Lors de la Première Guerre mondiale, les promotions 12 (entrées en 1912, supposées être diplômées en 1915) n’ont pu terminer leurs études avant le début des hostilités, en août 1914. Les élèves, entrés à 17 ans, mobilisés à 19 ans, ne suivent que les deux premières années avant de rejoindre le front. Ces promotions devront attendre l’armistice, puis la démobilisation, pour retrouver le chemin de leur École et suivre une troisième année raccourcie de mars à août 1919. C’est-à-dire sept ans après leur entrée à l’École. Ils partagent alors leurs cours avec les promotions 16 (au cursus normal, puisqu’elles seront diplômées en 1919) et les promotions 12 démobilisées des autres Écoles.
Le tribut payé à la patrie par ces promos 12 est lourd : 104 sont morts pour la France, dont 20 pour le seul centre d’Angers, d’autres sont blessés et dans l’incapacité de reprendre leurs études, d’autres, enfin, sont valides mais traumatisés à vie. À Angers, seuls 61 élèves sur 102 sortiront en 1919 avec le brevet d’ingénieur.
Les élèves démobilisés et valides de différentes Écoles forment ces promotions 12-19 exceptionnelles : ainsi, à Angers, on compte 30 élèves de Châlons, 8 d’Aix, 58 de Lille et 34 de Cluny. Ce brassage est une quasi-première même si, à la création de la deuxième École, en décembre 1811, 60 élèves de Châlons avaient déjà été transférés à Beaupréau, en Maine-et-Loire (1).

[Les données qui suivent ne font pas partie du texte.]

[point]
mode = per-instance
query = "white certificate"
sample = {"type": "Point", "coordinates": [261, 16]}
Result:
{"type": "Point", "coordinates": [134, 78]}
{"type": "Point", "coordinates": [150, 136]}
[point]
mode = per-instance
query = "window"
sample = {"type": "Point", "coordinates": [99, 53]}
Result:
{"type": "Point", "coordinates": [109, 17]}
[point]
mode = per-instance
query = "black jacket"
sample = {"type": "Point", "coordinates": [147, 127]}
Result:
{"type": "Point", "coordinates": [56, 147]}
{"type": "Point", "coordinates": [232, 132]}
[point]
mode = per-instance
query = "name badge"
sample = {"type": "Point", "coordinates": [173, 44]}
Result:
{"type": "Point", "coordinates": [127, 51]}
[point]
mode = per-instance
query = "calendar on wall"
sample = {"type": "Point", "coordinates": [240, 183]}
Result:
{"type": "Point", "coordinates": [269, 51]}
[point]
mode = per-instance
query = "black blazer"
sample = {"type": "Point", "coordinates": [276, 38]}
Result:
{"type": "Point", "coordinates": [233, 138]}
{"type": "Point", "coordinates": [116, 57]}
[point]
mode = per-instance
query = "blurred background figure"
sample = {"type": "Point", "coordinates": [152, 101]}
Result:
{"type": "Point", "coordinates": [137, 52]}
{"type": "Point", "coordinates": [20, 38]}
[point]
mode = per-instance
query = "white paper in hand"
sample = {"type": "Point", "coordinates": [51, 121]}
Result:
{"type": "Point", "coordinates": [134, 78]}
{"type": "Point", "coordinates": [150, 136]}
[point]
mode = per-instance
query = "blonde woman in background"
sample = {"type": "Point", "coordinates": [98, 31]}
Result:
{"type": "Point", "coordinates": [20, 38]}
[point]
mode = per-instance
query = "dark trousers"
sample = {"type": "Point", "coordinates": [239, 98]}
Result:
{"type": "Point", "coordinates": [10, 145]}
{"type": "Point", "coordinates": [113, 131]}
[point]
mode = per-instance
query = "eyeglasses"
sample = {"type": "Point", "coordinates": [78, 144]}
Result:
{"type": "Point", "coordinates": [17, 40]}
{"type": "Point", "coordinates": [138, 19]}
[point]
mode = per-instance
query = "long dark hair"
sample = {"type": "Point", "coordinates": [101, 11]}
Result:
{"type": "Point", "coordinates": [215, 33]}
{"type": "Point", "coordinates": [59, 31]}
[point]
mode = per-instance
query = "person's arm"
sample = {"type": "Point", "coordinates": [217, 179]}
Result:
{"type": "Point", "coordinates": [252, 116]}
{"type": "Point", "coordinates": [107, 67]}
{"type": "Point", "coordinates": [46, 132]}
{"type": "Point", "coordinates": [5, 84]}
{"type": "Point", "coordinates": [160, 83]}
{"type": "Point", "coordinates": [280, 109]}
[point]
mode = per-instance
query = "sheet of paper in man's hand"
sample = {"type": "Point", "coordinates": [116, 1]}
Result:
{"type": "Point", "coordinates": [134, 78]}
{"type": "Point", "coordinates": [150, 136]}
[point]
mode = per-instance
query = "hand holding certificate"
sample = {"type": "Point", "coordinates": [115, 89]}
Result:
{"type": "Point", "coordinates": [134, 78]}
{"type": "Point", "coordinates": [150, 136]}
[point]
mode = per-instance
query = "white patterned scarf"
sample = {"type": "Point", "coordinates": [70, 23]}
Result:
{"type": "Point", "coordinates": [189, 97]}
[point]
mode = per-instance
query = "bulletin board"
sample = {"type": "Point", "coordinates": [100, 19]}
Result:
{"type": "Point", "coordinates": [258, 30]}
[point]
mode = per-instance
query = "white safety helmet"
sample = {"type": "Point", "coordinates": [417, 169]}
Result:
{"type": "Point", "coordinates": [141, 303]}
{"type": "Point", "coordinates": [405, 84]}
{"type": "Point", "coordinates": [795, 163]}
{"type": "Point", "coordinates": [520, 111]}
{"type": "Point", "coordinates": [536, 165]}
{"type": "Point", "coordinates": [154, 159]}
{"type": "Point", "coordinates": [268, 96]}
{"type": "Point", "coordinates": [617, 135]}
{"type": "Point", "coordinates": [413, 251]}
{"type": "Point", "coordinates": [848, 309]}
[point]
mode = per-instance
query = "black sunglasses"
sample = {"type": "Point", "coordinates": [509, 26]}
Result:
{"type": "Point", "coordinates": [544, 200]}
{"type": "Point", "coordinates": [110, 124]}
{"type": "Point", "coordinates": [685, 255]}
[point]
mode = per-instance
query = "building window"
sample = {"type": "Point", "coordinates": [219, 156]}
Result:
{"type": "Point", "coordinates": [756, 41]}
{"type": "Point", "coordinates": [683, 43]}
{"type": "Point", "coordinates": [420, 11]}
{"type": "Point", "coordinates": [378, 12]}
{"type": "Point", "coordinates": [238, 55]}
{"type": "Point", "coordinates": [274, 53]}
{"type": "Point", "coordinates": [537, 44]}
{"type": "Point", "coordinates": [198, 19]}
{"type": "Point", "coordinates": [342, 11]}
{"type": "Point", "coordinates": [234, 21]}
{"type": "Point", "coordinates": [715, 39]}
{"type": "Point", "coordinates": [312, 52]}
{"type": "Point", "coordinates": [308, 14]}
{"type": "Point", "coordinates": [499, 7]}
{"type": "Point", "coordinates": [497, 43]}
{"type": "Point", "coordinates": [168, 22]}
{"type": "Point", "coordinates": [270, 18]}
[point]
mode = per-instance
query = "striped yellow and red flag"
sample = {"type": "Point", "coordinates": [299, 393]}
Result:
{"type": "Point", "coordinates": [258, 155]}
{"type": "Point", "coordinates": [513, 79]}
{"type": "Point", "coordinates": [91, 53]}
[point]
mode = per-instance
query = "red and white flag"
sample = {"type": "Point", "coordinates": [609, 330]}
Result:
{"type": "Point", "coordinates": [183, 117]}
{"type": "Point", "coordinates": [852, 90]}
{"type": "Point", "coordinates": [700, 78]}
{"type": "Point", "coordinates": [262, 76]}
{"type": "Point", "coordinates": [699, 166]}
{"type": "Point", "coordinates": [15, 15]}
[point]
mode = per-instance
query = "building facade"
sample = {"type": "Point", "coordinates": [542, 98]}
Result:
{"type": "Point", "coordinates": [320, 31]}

Discuter, chanter, honorer
La reprise des études n’est pas simple après quatre ans de guerre. La vie à l’École n’est plus la même. Comme les atrocités, les privations demeurent dans les mémoires et, en attendant les récoltes à venir, le rationnement reste d’actualité. Repas fin de fin des études, le fin’s se devait d’être fin, copieux et bien arrosé — sans excès toutefois. Des mets inconnus de ces jeunes gens composaient ce menu de fête. Après le potage velouté et le poisson mayonnaise, sont servis la noix de veau aux champignons accompagnés de petits pois à la fermière, puis le gigot de pré-salé aux flageolets. Après ces plats de résistance, la salade de saison, la frangipane et les gâteaux variés ainsi que les fruits suivis de la bombe glacée et du café terminent le repas. Le temps du service permet de discuter avec ses voisins, lancer un toast ou chanter, sans oublier les trop nombreux absents. Le banquet était l’occasion d’un moment de partage et de convivialité entre des hommes que la vie allait séparer.
Œuvre d’un seul, le menu complétait les souvenirs qu’allaient emporter les élèves d’une même promotion, agrémenté d’hommages écrits en toute fin du repas dans les vapeurs des liqueurs et les fumées des cigares. Des élèves d’Angers, mais aussi des Aix, Châlons ou Lille des promos 12 et 16 ont apporté leur contribution à ce menu de la délivrance en 1919 à Angers.
Fin’s d’adieu en 1919 à Angers
Un document de 320 x 250 mm sur papier fort, plié
(1) Lire aussi AMMag de novembre 2011, p. 47.